Rolling Stone: Evil Conservatives Hate Trannies

Pro-tranny Rolling Stone (RS) bizarrely opined that the “trans influencer has drawn vitriol for all the wrong reasons” and is furious that anyone would opposed Hudson, opening its twisted take this way:

Ever since right-wing influencers orchestrated a boycott of Anheuser-Busch products last year for collaborating with trans influencer Dylan Mulvaney, they have been foaming at the mouth for a new product to boycott for incredibly stupid, hateful reasons. First, it was Frosted Flakes, due to its mascot posing for a photo with Mulvaney at the Tony Awards (a cultural event beloved by the right due to the absence of LGBTQ people in musical theater).

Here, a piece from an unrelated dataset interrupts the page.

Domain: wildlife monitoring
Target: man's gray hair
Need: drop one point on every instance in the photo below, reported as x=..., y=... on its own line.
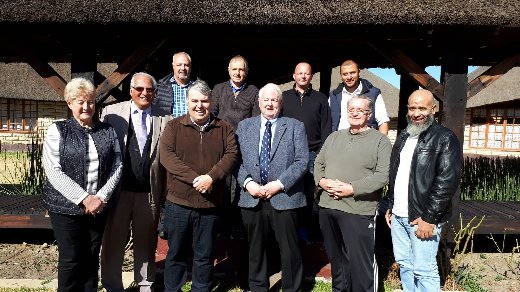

Then, it was Cracker Barrel, because during Pride Month, the restaurant chain had the temerity to acknowledge the existence of gay people on its socials.

Of course, Hudson claimed to regret what he wrote. “I don’t know what to say, I don’t remember having written such barbarities,” he claimed, RS reported. “At that time I dedicated myself to saying nonsense, the heavier the better, because I thought that ‘dark humor’ was funny.”

Given that RS also gave the world A Rape on Campus, the hoax about a rape that never occurred at the University of Virginia, it’s no surprise that an RS writer would believe that baloney.

Anyway, Doritos told RS why it fired the deranged “influencer”:

A spokesperson for Doritos Spain also provided a statement saying the brand was “made aware of Samantha’s deleted Tweets from around 2015” after the campaign had started. “We have ended the relationship and stopped all related campaign activity due to the comments,” the spokesperson said. “We strongly condemn words or actions that promote violence or sexism of any kind.”

The magazine claimed that the “right wing” was mostly disturbed that Hudson was a “transgender,” and that concerns about his openly pedo tweets were an “afterthought”:

Although the right’s history of campaigning against brands for collaborating with LGBTQ influencers merits extensive mockery, it has, unfortunately, been somewhat effective in bringing down corporations’ bottom lines. Following the controversy over Dylan Mulvaney, Bud Light lost an estimated $395 million in U.S. sales, and Target also suffered a second-quarter slump after conservative activists rallied against its Pride Month merchandise, with the company even receiving bomb threats. The Doritos Spain debacle should, by any reasonable measures, be viewed as an instance of an overseas division of a brand failing to sufficiently vet an influencer’s social media history; instead, it’s being turned into a cri de coeur for a virulently transphobic sector of the right wing that is desperate to find something, anything, to get mad at.

After publishing A Rape on Campus, maybe RS shouldn’t be mocking anyone.

Cheong answered the RS lament. “Instead of covering the news like normal decent human beings, Rolling Stone decided to take the side of the trans influencer who said he wanted to do bad things to little girls, deeming it to be ‘transphobia’ in a typical ‘conservatives pounce!’ article,” he wrote on X. “So let’s clear this up: it is transphobic to oppose p*dophilia.”

That Doritos panicked after Hudson’s pedo tweet surfaced is no surprise. Anheuser-Busch lost $395 million in revenue after it plastered tranny Dylan Mulvaney’s visage on beer cans last year, and sales have not recovered for the former No. 1 best-selling beer.